Yeah, re-reading my post, it could be summed up as, "Most small businesses fail. And you are trying to set up a small business that has the reliability and low cost of a Utility, so you will most likely fail."

People don't stick around if your internet service goes down for a few minutes.

To fix any internet outage in a few minutes would require on-site tech staff 24/7/365, and duplicate hardware, at a minimum. That alone triples your human resources budget, and doubles your hardware budget, and you haven't even transferred your first bit yet.

And what if a construction company down the block cuts your underground fiber cable that provides your connection? You have a duplicate fiber connection going south, to another network interchange, that you can instantly switch all traffic over to, right?

Or when the couple renovating their apartment on the 3rd floor bust the water pipe and knock out power to the building? You do have a backup diesel generator that can run for 24 hours while the water and electric companies work in the building to restore services, right?

blah. blah. blah.

I used to have an ISP as a marketing client.

Part of what I did is walk through their entire operation, end to end, to see all the systems and backup systems they had in place just to provide basic internet services. These guys are REALLY good, and have been doing it for a LONG time.

They have two internet pipes which run north and south out of their building to two different internet exchanges run by two different companies. That protects against an idiot with a backhoe, but...

... they still buy their connection/bandwidth from CenturyLink and Verizon.

Their have their own building, security, HVAC and power redundancy, etc, etc, etc., and they STILL can't get/don't warrant a direct connection to the backbone. They have to buy their north connection from CenturyLink (at the Westin), and their southern connection from Comcast or Verizon. (Don't remember which one.)

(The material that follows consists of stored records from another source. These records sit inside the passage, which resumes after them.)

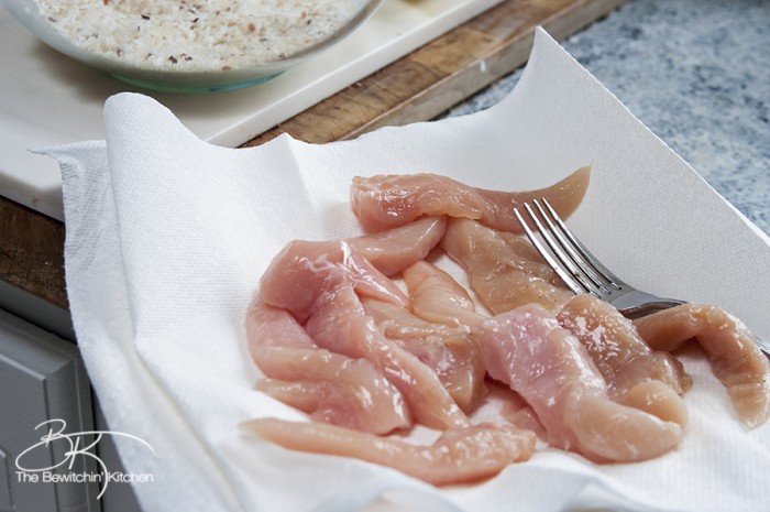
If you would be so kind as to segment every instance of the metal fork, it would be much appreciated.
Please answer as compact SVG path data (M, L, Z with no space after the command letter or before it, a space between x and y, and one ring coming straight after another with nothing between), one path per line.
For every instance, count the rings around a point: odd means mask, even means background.
M540 255L574 293L588 293L610 303L624 316L640 318L654 312L685 304L676 298L663 298L635 288L604 266L573 235L553 207L542 198L522 204L540 237L529 227L519 208L514 215ZM770 357L770 342L755 337L757 345Z

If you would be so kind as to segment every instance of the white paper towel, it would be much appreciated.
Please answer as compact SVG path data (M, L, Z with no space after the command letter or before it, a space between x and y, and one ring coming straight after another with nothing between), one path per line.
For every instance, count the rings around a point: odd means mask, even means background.
M570 219L642 288L716 304L770 337L770 242L543 31L514 91L482 112L311 145L210 145L154 100L121 94L106 142L44 150L61 163L67 290L78 344L146 511L359 511L386 493L411 510L770 510L770 425L746 431L696 350L683 444L596 466L557 450L474 486L292 453L243 436L245 420L301 415L253 390L243 320L292 239L356 235L352 176L433 172L497 189L549 185L594 163ZM381 503L382 506L382 503ZM395 506L395 505L394 505Z

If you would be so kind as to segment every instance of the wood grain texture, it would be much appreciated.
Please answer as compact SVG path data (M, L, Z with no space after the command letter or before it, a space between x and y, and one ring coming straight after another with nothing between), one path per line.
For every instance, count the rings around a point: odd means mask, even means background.
M323 143L435 118L524 64L537 25L563 39L623 0L508 0L244 143ZM66 308L64 226L0 197L0 280Z
M623 0L509 0L320 101L243 146L282 133L306 142L353 139L431 119L524 64L535 28L563 39Z

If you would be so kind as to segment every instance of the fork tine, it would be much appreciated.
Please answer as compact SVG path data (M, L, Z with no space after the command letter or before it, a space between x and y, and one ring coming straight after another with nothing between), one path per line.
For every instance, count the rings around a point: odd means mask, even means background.
M593 271L593 274L595 277L601 277L615 290L620 290L623 286L626 284L615 275L609 269L604 266L602 262L588 251L588 249L583 246L583 243L575 237L575 235L570 230L570 228L566 227L564 221L559 217L559 214L553 209L553 207L548 203L548 200L543 197L542 203L546 206L546 209L548 210L549 216L553 219L556 222L556 226L559 228L559 231L563 233L563 236L569 240L569 244L566 241L564 241L564 246L570 248L575 249L575 252L579 254L573 253L573 258L575 258L575 261L579 259L584 261L586 265L588 265L590 270ZM542 210L541 210L542 211ZM544 213L543 213L544 215Z
M586 293L591 292L591 288L585 285L585 283L581 282L576 275L574 275L569 269L564 266L564 264L561 263L561 258L559 258L558 253L556 250L553 250L552 241L549 241L547 238L547 230L546 227L542 225L540 219L535 215L532 211L531 207L527 204L524 203L524 208L527 211L527 215L529 218L532 220L535 224L535 227L537 230L540 232L542 236L543 241L548 244L551 250L547 249L546 246L538 239L538 237L535 235L532 229L529 227L529 224L524 219L521 214L519 213L518 208L514 208L514 215L516 216L516 219L519 221L521 225L521 228L524 229L524 232L527 235L527 238L529 238L529 241L532 242L532 246L535 246L535 249L540 253L540 255L546 260L546 262L553 269L553 271L559 275L559 277L566 284L566 286L573 292L573 293ZM553 252L551 252L553 251ZM559 260L557 260L559 258Z

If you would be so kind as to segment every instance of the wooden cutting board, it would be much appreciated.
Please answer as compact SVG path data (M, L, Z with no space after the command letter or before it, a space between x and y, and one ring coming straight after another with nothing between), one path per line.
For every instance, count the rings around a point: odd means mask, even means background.
M414 0L419 1L419 0ZM508 0L243 144L351 139L436 117L524 64L537 25L561 40L623 0ZM0 280L67 309L62 222L0 197Z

So even this robust, decades-old, reliable data center is still beholden to their internet provider actually providing net neutral internet traffic. If CenturyLink or Comcast decide to throttle Netflix again, there ain't dick the downstream ISPs can do about it.

So there are two problems which need to be solved to move around non-NN ISPs:

1. You need to be an ISP with enough traffic, money, clout, to warrant being connected directly to the internet backbone.

2. Your connection to the backbone needs to be approved by the companies you are competing against - the six Tier 1 providers - who are exactly who you think they are: Comcast, Verizon, NTT, AT&T, etc. They have to agree to interchange traffic with you, or else you get your traffic onto the backbone, and they simply ignore it.

In every regard, the Internet looks exactly like every other Utility in America: a small number of providers, providing an essential service, to homes and businesses, across a proprietary channel (electrical lines, water pipes, internet fiber, etc.), and providing a service that is interchangeable and indistinguishable from a service provided by the government.

It needs Title II protections. Homebrewing solutions just are not going to cut it.